On Tuesday we got back to Bangkok from Pattaya pretty late (after 11) only to wake up really early (4am) on Wednesday and head west out of a predawn Bangkok.
By 7am we were at the infamous bridge over the river Kwai, the end of the “death railway.”
Note the sleepy looks on our faces in the photo below.
We had a market breakfast in a nearby town, probably The Makham.
We then drove along the jungle roads deep into the forest. It had started to rain and we stopped briefly at a rest stop with an observation point, but the ground was too wet to reach the observation point.
Around lunchtime we reached the sprawling Nature Club Resort in Kanchanaburi.
The resort is an “adventure” resort with lots of areas for “nature” activities like off road ATVing and ziplining.
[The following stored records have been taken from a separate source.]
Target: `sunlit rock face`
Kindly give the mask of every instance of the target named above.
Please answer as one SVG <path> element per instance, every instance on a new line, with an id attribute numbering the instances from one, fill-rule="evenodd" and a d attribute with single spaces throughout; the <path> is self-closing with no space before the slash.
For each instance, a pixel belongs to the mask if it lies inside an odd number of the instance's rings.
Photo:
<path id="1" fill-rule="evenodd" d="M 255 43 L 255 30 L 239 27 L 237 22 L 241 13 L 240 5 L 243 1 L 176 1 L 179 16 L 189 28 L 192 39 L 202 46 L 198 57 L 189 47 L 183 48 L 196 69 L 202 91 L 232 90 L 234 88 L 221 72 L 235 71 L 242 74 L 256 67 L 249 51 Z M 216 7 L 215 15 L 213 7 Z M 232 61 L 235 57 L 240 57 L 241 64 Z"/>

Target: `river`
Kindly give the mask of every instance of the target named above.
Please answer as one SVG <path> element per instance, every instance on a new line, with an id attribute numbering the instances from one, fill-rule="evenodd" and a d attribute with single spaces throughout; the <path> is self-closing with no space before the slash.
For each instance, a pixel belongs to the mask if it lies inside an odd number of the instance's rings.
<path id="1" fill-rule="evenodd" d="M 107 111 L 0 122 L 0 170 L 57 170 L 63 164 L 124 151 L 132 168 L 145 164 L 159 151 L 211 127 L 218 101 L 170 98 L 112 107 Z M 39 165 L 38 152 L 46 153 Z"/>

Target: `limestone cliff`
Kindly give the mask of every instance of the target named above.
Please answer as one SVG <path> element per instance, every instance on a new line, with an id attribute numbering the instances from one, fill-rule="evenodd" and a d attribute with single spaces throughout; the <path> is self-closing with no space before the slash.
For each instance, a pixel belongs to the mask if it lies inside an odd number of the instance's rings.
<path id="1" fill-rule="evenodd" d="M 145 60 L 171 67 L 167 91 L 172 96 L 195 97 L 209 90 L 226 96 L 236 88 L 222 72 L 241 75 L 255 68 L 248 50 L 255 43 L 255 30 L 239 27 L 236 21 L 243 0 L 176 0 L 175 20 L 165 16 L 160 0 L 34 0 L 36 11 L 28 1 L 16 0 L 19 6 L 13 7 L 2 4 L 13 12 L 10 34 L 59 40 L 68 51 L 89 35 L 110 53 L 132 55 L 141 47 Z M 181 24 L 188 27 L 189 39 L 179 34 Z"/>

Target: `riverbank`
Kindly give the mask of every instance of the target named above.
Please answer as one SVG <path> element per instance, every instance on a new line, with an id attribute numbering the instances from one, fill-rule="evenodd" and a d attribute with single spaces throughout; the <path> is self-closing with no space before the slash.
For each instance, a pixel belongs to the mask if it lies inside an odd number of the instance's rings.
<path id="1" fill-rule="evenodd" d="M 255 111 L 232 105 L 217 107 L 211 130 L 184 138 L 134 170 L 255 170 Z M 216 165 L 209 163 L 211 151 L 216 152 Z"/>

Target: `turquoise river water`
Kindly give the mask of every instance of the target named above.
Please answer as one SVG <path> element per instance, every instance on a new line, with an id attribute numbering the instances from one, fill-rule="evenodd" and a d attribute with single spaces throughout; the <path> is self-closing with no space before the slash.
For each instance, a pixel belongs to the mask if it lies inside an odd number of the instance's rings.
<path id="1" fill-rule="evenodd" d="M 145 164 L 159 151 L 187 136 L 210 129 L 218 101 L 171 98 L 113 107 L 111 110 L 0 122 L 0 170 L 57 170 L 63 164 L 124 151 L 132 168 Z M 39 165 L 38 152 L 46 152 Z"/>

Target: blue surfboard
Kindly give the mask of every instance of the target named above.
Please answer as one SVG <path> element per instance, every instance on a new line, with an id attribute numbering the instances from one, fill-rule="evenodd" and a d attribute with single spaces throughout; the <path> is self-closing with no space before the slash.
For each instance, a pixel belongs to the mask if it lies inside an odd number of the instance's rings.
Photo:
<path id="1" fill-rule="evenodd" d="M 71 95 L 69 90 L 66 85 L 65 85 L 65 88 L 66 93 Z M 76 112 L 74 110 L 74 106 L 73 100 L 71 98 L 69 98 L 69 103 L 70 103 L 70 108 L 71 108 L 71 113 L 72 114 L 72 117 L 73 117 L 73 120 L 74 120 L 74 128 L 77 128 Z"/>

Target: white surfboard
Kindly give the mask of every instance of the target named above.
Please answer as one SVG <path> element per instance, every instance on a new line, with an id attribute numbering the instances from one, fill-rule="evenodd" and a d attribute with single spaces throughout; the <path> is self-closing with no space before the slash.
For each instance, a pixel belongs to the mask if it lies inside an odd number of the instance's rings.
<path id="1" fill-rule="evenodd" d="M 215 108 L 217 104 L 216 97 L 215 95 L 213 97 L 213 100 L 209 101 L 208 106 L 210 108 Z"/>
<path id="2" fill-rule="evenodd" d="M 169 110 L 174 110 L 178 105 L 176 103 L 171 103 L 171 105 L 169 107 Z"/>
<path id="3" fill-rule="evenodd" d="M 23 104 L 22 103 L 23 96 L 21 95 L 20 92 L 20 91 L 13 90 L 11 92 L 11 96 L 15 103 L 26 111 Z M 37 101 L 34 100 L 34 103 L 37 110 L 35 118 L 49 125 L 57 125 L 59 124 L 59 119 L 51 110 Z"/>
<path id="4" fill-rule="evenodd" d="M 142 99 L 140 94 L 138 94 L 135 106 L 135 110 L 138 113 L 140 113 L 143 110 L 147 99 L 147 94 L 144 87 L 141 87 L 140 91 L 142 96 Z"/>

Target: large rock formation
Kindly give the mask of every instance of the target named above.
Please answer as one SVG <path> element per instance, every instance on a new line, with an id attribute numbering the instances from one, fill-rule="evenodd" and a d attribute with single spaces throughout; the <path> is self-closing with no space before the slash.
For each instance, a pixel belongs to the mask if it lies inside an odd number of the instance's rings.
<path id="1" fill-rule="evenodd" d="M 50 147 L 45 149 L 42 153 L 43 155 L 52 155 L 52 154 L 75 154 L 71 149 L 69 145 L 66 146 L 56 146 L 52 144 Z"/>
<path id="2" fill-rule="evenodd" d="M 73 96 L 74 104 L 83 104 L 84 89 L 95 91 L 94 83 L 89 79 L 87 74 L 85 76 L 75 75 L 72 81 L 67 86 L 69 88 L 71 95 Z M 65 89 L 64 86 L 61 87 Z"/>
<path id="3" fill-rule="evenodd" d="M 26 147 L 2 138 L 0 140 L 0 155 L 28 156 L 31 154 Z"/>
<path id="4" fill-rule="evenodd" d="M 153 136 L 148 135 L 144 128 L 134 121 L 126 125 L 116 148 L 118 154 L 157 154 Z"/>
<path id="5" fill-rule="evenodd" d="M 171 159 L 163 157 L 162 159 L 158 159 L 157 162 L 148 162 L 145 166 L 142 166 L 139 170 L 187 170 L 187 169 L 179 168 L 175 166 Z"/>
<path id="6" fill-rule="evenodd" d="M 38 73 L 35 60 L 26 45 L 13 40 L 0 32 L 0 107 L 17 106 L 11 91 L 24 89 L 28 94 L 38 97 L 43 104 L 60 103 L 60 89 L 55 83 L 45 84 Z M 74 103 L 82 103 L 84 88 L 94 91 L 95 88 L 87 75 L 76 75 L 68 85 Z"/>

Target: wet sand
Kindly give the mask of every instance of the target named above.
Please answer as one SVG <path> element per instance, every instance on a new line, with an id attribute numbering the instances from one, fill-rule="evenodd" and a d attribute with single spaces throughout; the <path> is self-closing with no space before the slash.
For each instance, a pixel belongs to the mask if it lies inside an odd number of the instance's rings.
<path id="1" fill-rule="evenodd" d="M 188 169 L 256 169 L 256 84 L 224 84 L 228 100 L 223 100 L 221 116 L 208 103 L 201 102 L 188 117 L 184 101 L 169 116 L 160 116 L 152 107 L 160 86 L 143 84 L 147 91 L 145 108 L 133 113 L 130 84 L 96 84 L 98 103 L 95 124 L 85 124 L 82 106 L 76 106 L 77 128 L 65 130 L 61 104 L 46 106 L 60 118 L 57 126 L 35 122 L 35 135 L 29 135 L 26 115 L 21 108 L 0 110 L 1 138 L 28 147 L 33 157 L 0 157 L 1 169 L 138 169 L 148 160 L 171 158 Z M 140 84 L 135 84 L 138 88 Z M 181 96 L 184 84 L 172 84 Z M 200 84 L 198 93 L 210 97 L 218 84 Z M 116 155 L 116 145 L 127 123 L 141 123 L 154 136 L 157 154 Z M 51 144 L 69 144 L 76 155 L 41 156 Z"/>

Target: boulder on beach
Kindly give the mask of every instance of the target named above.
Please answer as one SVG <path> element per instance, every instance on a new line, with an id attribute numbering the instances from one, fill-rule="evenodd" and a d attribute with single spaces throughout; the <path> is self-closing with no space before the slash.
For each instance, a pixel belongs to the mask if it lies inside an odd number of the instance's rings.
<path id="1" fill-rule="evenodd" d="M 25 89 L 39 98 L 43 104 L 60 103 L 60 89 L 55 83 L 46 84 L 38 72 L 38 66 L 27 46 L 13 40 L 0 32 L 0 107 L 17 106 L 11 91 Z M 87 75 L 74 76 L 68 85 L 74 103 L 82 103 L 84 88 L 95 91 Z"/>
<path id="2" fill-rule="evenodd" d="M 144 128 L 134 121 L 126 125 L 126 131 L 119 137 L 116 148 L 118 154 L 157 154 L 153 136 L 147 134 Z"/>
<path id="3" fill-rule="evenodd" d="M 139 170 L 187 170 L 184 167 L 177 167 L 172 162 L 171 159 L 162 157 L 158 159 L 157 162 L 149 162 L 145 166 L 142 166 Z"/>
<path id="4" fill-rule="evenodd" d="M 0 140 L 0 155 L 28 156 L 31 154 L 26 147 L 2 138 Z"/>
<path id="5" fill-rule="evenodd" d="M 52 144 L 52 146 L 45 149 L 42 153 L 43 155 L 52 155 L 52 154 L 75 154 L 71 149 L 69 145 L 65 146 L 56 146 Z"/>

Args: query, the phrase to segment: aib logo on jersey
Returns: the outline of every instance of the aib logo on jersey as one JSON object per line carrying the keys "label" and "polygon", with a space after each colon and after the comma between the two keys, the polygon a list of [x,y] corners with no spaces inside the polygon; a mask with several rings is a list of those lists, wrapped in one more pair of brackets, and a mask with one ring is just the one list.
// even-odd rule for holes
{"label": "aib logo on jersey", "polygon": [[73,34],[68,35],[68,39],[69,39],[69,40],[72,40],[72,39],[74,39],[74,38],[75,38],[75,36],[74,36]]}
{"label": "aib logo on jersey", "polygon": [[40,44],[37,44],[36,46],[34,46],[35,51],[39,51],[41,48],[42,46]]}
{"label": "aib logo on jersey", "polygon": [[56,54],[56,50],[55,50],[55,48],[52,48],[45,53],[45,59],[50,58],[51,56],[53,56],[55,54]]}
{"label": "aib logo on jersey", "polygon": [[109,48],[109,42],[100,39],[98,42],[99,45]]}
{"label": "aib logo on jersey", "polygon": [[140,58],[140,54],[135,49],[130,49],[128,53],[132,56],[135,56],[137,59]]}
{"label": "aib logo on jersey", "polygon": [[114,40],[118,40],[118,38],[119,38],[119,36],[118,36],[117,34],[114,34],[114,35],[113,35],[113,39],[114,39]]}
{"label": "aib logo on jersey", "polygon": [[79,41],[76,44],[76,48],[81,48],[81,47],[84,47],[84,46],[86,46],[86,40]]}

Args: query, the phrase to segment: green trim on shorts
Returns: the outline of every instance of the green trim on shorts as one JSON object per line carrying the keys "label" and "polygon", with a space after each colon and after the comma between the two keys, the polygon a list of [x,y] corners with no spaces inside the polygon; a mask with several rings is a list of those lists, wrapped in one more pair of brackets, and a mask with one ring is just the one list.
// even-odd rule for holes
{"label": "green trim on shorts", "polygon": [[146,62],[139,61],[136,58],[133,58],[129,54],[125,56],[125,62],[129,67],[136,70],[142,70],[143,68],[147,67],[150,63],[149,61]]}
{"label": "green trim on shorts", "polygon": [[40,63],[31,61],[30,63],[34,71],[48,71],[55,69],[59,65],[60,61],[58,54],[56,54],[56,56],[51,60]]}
We didn’t do any of that though, after checking in we had some lunch and then left to go to the new temple Wat Wang Wi Weh Karam.
We passed by these guys on the way:
Next stop was the New temple (I’ll explain why it’s new in a moment)
As we left the temple is started to drizzle. The photo below was taken from the bridge on Song Ka Lia on the 323 road. This was our first glimpse of the famous old wooden bridge (supposedly the oldest in Thailand).
We stopped by an overlook for the wooden bridge that crosses the Songaria River.
We left the lookout and drove down closer to the bridge until we were in a little town nestled right at the base of the bridge.
We parked on a street in the tiny little town nearby and walked down to the river’s edge.
Then we walked out onto a long tail boat. The rain started to pour harder and harder but we kept going.
Eventually, far down the river we came to the old location of the Temple Wang Vivagaram before the watchiragum dam built downstream at the intersection of the three rivers caused the temple to be almost completely submerged underwater.
This was one of the more unforgettable images of Thailand. On a tiny boat. In the pouring rain. Circling a submerged Buddhist temple. It was perfectly mysterious and exotic, like a Beksinski painting come to life.
Halfway to/from the old temple you can look to the right/left and see the gold tower at the new temple.
On the way back to the Nature Club we stopped at the border point with Burma to see the three stupas.
Then we stopped in a small town to eat at a local restaurant. On the wall was a painting illustrating the new and old temples, bridge and so on.
They had asked for a medium spicy venison entree, but it was so hot I was coughing and hacking for a while.
This was exasperated by the fact that they didn’t have a single milk-based product in the establishment. Whatever chilies they put on the meat were different than the normal ones as these burnt my tongue and kept it hot long after I’d gulped down the dish. It was about ten minutes of sipping water and eating plain white rice before I could actually taste anything but “hot” when I tried to eat any of the other food.
The restaurant had nice plants hanging down growing from seashells around the exterior. I’d like to duplicate something like that in our back patio some day.
At a gas station I spotted this gigantic gold monkey. No big deal to the locals…
Our resort was certainly something a nature lover would appreciate. We each had our own room built inside little houses on the side of a lagoon. Looking out the window there were no signs of human life anywhere around the lagoon, save the occasional fishing boat drifting across. We would see (and hear) more ducks and dogs than people that night.